Despite the bearish backdrop for natural gas prices due to rising inventories levels, supply exceeding demand, and the emergence of prolific lower-cost shale plays that are flooding the market, the past couple of weeks has been surprisingly good for the commodity.

From its Sept. 4 low, Nymex natural gas futures for October have risen more than 35% to roughly $3.60 per Mcf. The Henry Hub spot price has done even better – up 75% to $3.21 per Mcf.

And experts say the volatility has not been this high since 2006. But companies, clients and experts in research, trading and commodities are scratching their heads in search of answers.

The recent bullish price moves could be explained by a number of factors, according to a report from RBC Capital Markets.

  • Supply: Liquefied natural gas (LNG) flows may not flood the U.S. and domestic production could fall swiftly because it is not sustainable at current activity levels.
  • Mildly positive natural gas storage injections recently could point to improving economic-based demand.
  • A long-term weather pattern with a lack of sun spots appears to have developed, which means we could move into a period of global cooling and higher winter heating demand.
  • There could be some short covering going on as lawmakers push for curbs of speculative trading in commodities.
  • Long-term value: With sustainable natural gas prices between $6 to $7/Mcf, the trade looks good despite near-term uncertainty.

RBC analysts also note that the consensus was generally bearish on gas for the near term, but supportive of prices at $6 or higher in the second half of 2010.

There seems to be a confluence of fundamental and technical events driving prices higher in the short-term, but no certainty as far a one or two reasons, the analysts said. They think there is a real risk that natural gas could re-test the $2.50 Mcf level again over the next month since storage levels could be maxed out.

“That would cause a lot of pressure on near-term prices as gas-on-gas competition will be significant,” the RBC analysts said.

“In the event that storage fills to capacity, the spot price would collapse as the gas would be essentially worthless,” Research Capital’s Ken Lin said in a report.

For the last six to nine months, people have continually expected the reduction in capital expenditures to reduce supply enough to rebalance the market, the analyst noted.

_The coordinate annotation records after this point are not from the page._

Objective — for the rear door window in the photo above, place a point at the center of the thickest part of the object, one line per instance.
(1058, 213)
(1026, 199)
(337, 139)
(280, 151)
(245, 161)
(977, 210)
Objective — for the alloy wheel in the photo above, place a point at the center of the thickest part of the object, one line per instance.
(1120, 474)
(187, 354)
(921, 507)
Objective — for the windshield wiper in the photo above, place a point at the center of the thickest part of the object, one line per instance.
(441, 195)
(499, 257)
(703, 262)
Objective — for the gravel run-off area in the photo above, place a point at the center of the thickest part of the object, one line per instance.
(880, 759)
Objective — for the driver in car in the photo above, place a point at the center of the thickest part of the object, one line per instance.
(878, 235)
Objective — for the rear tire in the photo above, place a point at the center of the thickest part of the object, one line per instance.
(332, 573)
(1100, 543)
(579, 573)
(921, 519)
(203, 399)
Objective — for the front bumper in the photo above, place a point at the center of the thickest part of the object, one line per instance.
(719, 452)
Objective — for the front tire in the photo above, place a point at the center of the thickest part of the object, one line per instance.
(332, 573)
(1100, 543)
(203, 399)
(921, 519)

While current prices are unsustainable since they fall below full cycle replacement costs, he thinks those calling for a recovery may be doing so for quite a bit longer.

The analyst agrees that the longer-term prices for gas are attractive due to factors like increased use for electricity generation instead of coal. However, he expects disappointing results for the third quarter as he forecasts very little drilling activity will occur.

Ultimately, the lack of drilling activity in the natural gas space is expected to diminish supply and close the very wide spread between oil and gas prices.

Mr. Lin recommends investors focus on the names that can survive an extended period of weak natural gas prices, as well as those that have low operating costs and high netbacks to cushion against low commodity prices.

He said:

Barring a significant recovery in industrial demand, the reality is that there is simply too much supply if every company was still on a growth mandate. There will be a period when some of the weaker players are consolidated or disappear, but longer term, natural gas prices will recover to a level that makes sense on a full cycle exploration and development basis.